CI Tools

What is Visual Control?

Road traffic safety is an example of visual controls

The ultimate goal of 5S is to create a visual workplace. Visual controls make problems visible, communicate status, and improve performance. They also guide people to stop or prevent abnormalities.

A key component of road traffic safety is the group of lane markings, traffic signs, and signals. Think about a street’s intersection. The traffic light and pedestrian crosswalk are visual controls. As a driver, if you are facing a red line, you know that your right of way has ended, and you stop. A pedestrian uses the pedestrian signals to know when it is safe to cross. In the workplace, you can use visual controls to warn when it is time to buy more office paper or to communicate that help is needed.

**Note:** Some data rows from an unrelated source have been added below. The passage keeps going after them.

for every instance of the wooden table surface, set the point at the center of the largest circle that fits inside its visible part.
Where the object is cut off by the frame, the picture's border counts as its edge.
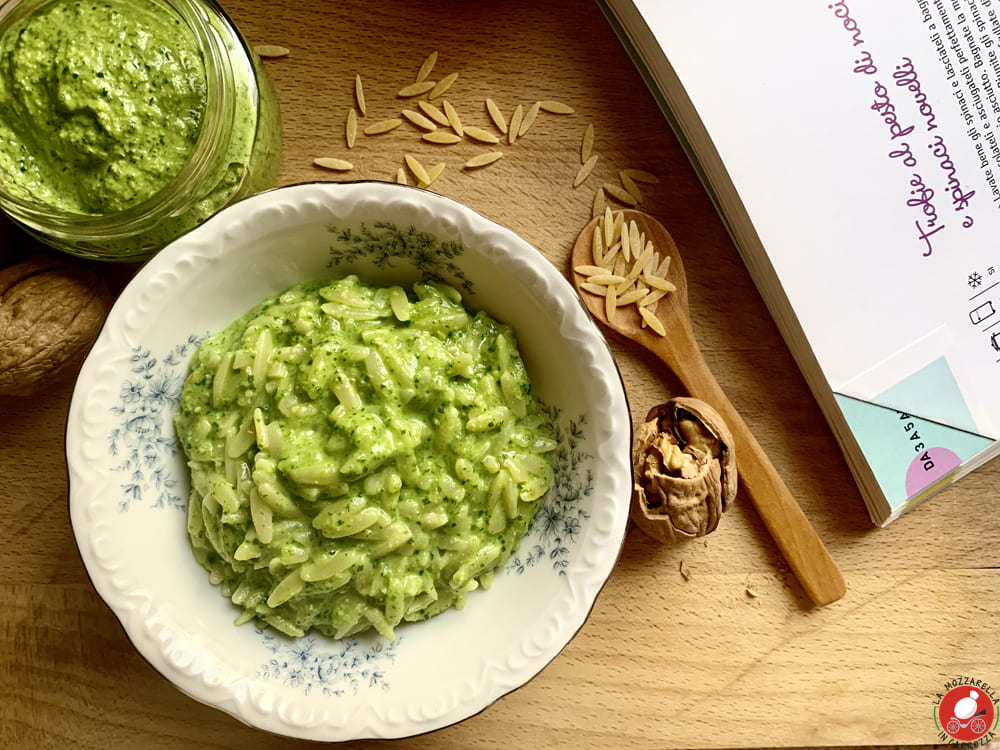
(706, 644)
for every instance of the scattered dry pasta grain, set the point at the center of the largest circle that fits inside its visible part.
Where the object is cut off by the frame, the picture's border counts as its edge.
(383, 126)
(514, 126)
(650, 319)
(528, 120)
(359, 95)
(610, 303)
(597, 289)
(443, 137)
(331, 162)
(597, 246)
(620, 194)
(587, 144)
(433, 173)
(416, 168)
(482, 160)
(555, 108)
(271, 50)
(496, 116)
(418, 119)
(584, 172)
(641, 175)
(351, 127)
(599, 203)
(433, 113)
(628, 272)
(452, 114)
(426, 67)
(415, 89)
(443, 85)
(480, 134)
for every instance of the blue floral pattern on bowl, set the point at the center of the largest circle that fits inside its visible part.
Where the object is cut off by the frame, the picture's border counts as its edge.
(144, 440)
(333, 667)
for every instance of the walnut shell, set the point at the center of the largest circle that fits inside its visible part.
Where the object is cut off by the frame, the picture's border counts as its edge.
(51, 311)
(685, 471)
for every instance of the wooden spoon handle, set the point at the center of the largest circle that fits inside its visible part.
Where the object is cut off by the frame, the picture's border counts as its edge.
(796, 538)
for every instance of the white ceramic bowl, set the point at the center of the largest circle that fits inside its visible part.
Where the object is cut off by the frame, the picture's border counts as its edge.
(128, 483)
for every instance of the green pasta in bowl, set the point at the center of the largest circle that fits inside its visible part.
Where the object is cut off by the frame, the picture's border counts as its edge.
(349, 460)
(360, 456)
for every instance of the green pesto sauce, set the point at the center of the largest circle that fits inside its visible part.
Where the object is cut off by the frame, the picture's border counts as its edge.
(100, 103)
(360, 456)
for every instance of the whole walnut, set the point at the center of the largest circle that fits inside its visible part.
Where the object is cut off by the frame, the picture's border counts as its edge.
(685, 470)
(51, 310)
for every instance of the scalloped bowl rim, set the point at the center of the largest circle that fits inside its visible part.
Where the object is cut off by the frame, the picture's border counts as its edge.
(185, 656)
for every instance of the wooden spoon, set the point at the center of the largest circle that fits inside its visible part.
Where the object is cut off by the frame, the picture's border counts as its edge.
(781, 514)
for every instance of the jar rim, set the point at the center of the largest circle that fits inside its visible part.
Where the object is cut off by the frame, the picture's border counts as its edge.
(176, 196)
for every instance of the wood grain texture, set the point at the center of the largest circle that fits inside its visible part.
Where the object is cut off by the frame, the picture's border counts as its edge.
(730, 655)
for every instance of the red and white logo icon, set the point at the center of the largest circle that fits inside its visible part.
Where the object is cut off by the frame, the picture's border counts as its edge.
(966, 714)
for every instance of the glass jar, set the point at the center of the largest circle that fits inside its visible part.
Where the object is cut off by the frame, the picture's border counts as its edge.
(111, 154)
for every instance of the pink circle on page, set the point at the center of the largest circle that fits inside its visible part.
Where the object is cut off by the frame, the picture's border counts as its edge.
(929, 467)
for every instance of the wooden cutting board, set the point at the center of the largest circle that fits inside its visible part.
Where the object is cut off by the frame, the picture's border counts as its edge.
(707, 644)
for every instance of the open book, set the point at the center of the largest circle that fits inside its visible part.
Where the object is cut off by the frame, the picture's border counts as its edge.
(853, 150)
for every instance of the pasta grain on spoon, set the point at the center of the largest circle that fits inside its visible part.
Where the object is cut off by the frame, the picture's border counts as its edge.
(677, 348)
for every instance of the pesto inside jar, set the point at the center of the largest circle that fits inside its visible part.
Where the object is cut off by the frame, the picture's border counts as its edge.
(105, 105)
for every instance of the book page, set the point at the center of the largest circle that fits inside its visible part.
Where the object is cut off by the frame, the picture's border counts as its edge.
(864, 140)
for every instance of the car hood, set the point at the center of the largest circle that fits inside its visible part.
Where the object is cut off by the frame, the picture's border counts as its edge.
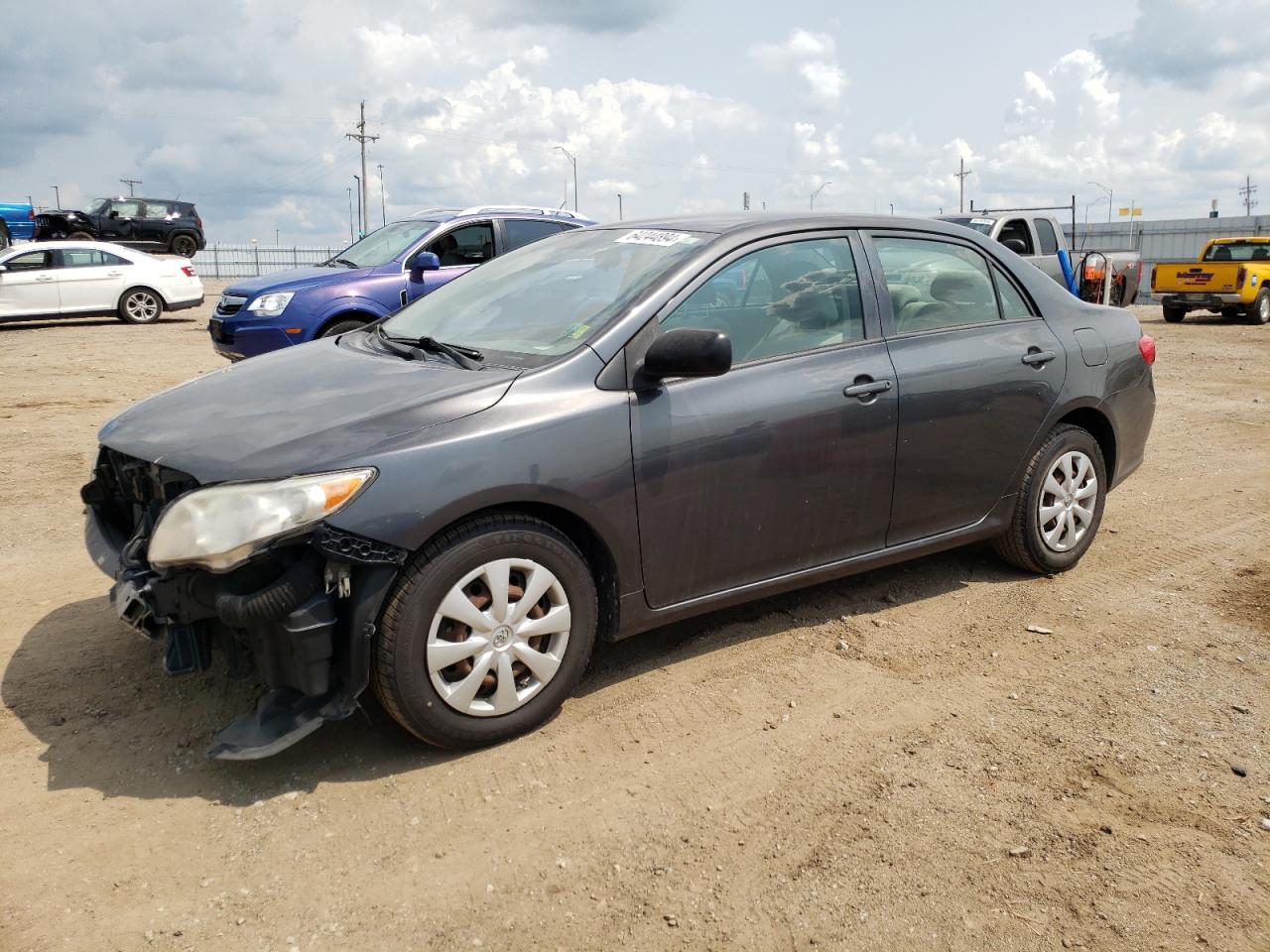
(307, 409)
(296, 280)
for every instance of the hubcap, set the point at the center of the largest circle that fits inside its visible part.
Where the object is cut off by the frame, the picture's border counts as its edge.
(1067, 500)
(143, 307)
(498, 638)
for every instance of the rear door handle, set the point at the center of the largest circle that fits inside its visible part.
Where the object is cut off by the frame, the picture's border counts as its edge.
(1037, 357)
(866, 388)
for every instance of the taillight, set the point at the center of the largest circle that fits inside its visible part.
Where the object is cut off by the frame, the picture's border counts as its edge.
(1147, 348)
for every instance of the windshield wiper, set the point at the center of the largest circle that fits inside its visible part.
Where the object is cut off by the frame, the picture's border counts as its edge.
(465, 357)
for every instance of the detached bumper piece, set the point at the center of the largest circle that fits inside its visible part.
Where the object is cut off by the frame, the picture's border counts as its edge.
(299, 617)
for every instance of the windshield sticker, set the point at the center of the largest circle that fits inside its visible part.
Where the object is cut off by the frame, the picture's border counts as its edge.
(662, 239)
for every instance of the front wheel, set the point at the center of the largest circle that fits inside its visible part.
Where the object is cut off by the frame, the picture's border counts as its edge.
(140, 306)
(1060, 504)
(1259, 312)
(488, 631)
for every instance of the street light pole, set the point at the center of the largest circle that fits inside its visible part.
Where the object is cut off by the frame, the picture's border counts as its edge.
(572, 159)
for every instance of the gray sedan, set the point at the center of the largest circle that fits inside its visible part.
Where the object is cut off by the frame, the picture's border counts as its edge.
(594, 435)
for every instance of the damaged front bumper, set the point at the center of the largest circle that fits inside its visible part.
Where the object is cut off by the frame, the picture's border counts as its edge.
(299, 616)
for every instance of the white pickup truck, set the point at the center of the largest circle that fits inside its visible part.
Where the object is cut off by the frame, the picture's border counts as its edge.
(1039, 236)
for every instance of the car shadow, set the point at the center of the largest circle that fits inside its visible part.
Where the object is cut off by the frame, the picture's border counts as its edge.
(94, 694)
(84, 322)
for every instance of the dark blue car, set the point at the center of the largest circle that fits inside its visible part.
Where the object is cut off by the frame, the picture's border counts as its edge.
(372, 278)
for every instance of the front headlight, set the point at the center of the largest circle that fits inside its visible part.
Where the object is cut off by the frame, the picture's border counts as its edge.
(220, 527)
(271, 304)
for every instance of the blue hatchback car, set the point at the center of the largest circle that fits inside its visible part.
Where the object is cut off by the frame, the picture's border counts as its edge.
(375, 277)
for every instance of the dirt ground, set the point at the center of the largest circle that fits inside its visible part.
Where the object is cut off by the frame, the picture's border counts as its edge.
(889, 762)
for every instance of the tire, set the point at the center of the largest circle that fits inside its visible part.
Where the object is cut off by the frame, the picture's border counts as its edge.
(140, 306)
(341, 326)
(1046, 546)
(185, 245)
(454, 569)
(1259, 312)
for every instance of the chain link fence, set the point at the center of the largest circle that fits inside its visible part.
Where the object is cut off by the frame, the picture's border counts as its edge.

Everybody in the work area understands the visual control objectives and knows what to do with the information. They work because when looking at them, everybody understands the same thing and act the same way.

If you use a chart to show orders completed per hour, you should be able to know if there are delays by looking at it. What you see will tell you if there is a reason to hurry up or just relax and keep your pace. Another example is the red tags used in the Red Tag Campaign as part of 5S. These red labels indicate that something was out of place, and call your attention for action.

If you want to create visual controls remember the following:

  • Make the team part of the visual control design process.
  • It must be visible at a distance, choose wisely the font type, color, and size.
  • Avoid cluttered signs and charts, it has to be easy to understand.
  • Use color code and fewer words whenever is possible.
  • Visuals communicate a standard and actual performance.
  • Ensure that the entire team knows what it is, the objective and rules. Even when they participate in the design process, a meeting or training to share those details is important. This will ensure everybody understands the same thing and reacts the same way to the signals.

In future posts, I will talk more about examples. For now, look around and identify visual controls around. Think about how you can apply this tool in your business. Any ideas?

CI Tools

What is the Red Tag Campaign?

I am not talking about the inventory clearance sales, but this red label calls for attention as well. The red tag campaign I refer to is part of the 5S program.

During the first step, use red labels to identify what needs to be removed from the work area. Only items with tags are removed, which prevents needed items from being taken from the workplace.

The red tags contain information that will help further in the 5S steps to identify from where they came and what we can do with them. In general, they contain the date, tagged by, and location. In case of questions, you will know who you can ask.

All items removed from the workplace go to a temporary staging area called the Red tag area. This space should be labeled and the perimeter marked. A critical aspect of the red-tag area is the removal procedure. It includes how long the items can be there, who participate in the decision-making process, and the rules for removal options. Some options for removal are move to the right location, donation, employee sale, trash bin, and recycling.

You can have a permanent area designated for red-tag items. When people find items in their work area that does not belong, they can translate them there. In this case, the area has to be small to avoid clutter.

Part of the Sustain step is to include rules on how often this parking area has to be empty. 5S is part of their daily routine and they know what to do with non-needed items, and where they go. Organize a special Red Tag Campaign every six months or annually to promote and sustain 5S. A clean and organized work area is an efficient work area!